AI is certainly a buzzword, and it’s not always positive. If we read the popular press headlines these days, most are about problems with AI. They are about privacy violations, instances where AI has made incorrect predictions, and those have resulted in bad real-world consequences. This is one reason we are much more conservative in health care with respect to using AI than in some other industries. That said, there is a real path toward trust with AI tools. If we can establish that trust, AI tools can accomplish impressive improvements all over the world as it is today.

The first thing I focus on is contextualizing what AI can and cannot do. In a clinical treatment context, AI is a helper tool. It is not a decision maker that replaces clinicians. It is something that should be able to provide some additional insight and additional personalized vision for providers at the point of care to the patient sitting in front of them. AI can say things such as, “This patient looks like they are at an elevated risk of having XYZ condition, or they may be more likely to respond to this treatment or more likely to have a negative reaction.” You may want to consider those findings in your conversation with the patient. That is the appropriate application for AI tools today.
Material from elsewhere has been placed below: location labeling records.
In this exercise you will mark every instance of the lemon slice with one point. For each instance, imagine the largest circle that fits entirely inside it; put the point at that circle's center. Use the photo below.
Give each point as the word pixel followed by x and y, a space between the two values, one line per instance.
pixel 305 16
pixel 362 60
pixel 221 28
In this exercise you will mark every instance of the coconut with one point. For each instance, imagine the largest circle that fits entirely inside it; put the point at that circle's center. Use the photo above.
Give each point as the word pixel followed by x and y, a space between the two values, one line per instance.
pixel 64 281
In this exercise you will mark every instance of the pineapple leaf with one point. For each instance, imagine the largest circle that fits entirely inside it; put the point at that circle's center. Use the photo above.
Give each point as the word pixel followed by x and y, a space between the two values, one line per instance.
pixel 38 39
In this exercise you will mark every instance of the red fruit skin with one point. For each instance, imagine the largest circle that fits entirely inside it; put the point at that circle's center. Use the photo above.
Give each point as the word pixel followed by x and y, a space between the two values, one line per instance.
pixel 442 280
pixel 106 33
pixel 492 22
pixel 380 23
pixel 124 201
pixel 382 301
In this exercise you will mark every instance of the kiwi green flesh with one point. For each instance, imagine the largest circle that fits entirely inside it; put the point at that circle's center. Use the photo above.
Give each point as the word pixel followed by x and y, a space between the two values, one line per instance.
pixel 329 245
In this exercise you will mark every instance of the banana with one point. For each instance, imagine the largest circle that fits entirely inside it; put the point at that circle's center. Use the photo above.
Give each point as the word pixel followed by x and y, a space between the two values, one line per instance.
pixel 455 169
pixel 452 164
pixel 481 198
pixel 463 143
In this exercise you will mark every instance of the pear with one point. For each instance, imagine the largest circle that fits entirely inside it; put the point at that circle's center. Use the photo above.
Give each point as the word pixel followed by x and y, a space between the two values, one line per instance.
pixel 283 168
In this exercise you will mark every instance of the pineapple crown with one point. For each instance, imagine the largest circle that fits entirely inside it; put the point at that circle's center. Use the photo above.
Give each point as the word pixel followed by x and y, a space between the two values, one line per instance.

The other consideration is, and this is something we have built into Patient Finder and the underlying PhenOM technology, the ability to explain why AI says what it does. Many people have experimented with ChatGPT and other large language model tools. It is amazing the kinds of answers these tools generate, but it is mysterious to think about how they produce these answers. And I do not think it is obvious, even in many cases for experts, how the model came up with the output it produced in any specific instance. We focus on explainability for our tools like Patient Finder, by which we mean the ability to sit down with clinical experts who know the disease but do not know the AI part and say, “These are the factors that pointed the model in this direction.”

It is not the same thing as saying there is a smoking gun, that if the patient had a twitching left eyelid and a rash on their thumb, then they have this very specific condition. It is not that simple or straightforward. That is another myth that gets caught up in the AI hype. However, when you can have a conversation and say, “This is what this patient’s phenotypic profile looks like. This is how it is different from others, and that is why the model pulled this patient out of the broader pool,” I found that to be quite an effective way of building trust with clinicians helping them see how AI can integrate into their practice.

Looking Ahead

I keep hearing that 2024 is the year that AI grows up. We will see if that is true; we can check in again in January 2025. But I think and I hope that there is an opportunity now, perhaps through the popularization of AI, for it to have a mature impact in the coming months and years, especially in areas that are often neglected, such as rare diseases.

Joseph Zabinski, PhD, MEM, is the managing director of artificial intelligence and personalized medicine at OM1.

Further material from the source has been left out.